According to an article published in the Wall Street Journal "J.P. Morgan Chase reached a tentative deal this weekend to pay $13 billion to end a number of civil investigations into its sale of mortgage securities before the 2008 financial crisis, but a separate and potentially more serious criminal probe into the bank and its executives will continue".
"The Justice Department, convinced it has strong evidence related to the bank's conduct and eager to send a message to Wall Street, rebuffed repeated attempts by J.P. Morgan to settle the criminal investigation without admitting wrongdoing and agreed only to resolve the civil investigations. It also threatened last Thursday to file its civil case this coming Wednesday if the two sides can't reach a final deal,said people close to the talks.
he proposed pact includes $4 billion to settle claims by the Federal Housing Finance Agency that J.P. Morgan misled Fannie Mae and Freddie Mac about the quality of the mortgage securities it sold them, another $4 billion in consumer relief, and $5 billion in penalties paid by the bank, according to people familiar with the deal. But the two sides remain apart on several issues related to the civil settlement, including whether the bank should have to admit that it didn't follow its own due-diligence standards in packaging the mortgages into securities it could sell, according to people familiar with the discussions.

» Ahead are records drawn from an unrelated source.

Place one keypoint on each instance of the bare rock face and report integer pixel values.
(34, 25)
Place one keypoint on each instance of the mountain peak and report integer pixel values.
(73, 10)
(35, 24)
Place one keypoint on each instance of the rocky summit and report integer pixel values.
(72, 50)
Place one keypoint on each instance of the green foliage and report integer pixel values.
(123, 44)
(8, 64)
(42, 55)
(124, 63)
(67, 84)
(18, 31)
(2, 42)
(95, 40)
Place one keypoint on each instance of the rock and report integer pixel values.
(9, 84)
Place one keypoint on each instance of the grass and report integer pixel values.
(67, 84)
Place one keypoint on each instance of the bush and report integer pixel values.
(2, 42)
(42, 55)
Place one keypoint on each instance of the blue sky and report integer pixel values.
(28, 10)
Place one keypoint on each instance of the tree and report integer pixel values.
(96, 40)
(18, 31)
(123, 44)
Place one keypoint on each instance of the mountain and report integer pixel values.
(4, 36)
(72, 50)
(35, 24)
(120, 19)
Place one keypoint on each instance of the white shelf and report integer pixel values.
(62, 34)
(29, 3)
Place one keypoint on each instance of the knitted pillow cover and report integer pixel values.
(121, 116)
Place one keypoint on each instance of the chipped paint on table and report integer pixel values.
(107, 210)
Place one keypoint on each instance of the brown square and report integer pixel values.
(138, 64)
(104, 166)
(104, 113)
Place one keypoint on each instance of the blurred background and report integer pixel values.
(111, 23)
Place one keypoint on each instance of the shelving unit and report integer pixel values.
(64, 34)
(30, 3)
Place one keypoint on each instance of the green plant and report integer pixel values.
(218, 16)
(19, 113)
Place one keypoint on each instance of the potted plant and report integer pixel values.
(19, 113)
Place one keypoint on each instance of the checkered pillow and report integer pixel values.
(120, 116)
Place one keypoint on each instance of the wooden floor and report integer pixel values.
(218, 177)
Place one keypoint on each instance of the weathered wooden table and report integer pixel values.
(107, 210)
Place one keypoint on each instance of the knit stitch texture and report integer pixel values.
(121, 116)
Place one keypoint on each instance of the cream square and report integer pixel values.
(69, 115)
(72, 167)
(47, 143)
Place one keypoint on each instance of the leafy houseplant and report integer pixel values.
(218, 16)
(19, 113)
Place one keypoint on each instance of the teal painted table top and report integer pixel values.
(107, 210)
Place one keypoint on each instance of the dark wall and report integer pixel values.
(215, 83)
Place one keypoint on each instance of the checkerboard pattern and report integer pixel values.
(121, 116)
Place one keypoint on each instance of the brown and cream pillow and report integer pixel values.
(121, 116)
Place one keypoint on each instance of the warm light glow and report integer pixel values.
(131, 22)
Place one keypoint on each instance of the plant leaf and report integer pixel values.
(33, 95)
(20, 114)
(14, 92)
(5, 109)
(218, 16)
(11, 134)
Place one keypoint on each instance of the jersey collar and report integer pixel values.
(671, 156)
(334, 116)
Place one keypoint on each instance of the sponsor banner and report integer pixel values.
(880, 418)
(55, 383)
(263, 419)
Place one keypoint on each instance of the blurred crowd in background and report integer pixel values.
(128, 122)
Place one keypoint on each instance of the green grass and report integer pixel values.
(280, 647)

The talks come as the bank faces an uphill battle in Washington. Once a favorite in the capital, J.P. Morgan now is grappling with a bruised reputation and fractured relationship with regulators in the wake of the "London whale" trading fiasco out of the bank's U.K. headquarters. The trades, which lost the bank $6.5 billion, transformed J.P. Morgan from an institution that seemingly could do no wrong to one under heavy and unyielding scrutiny".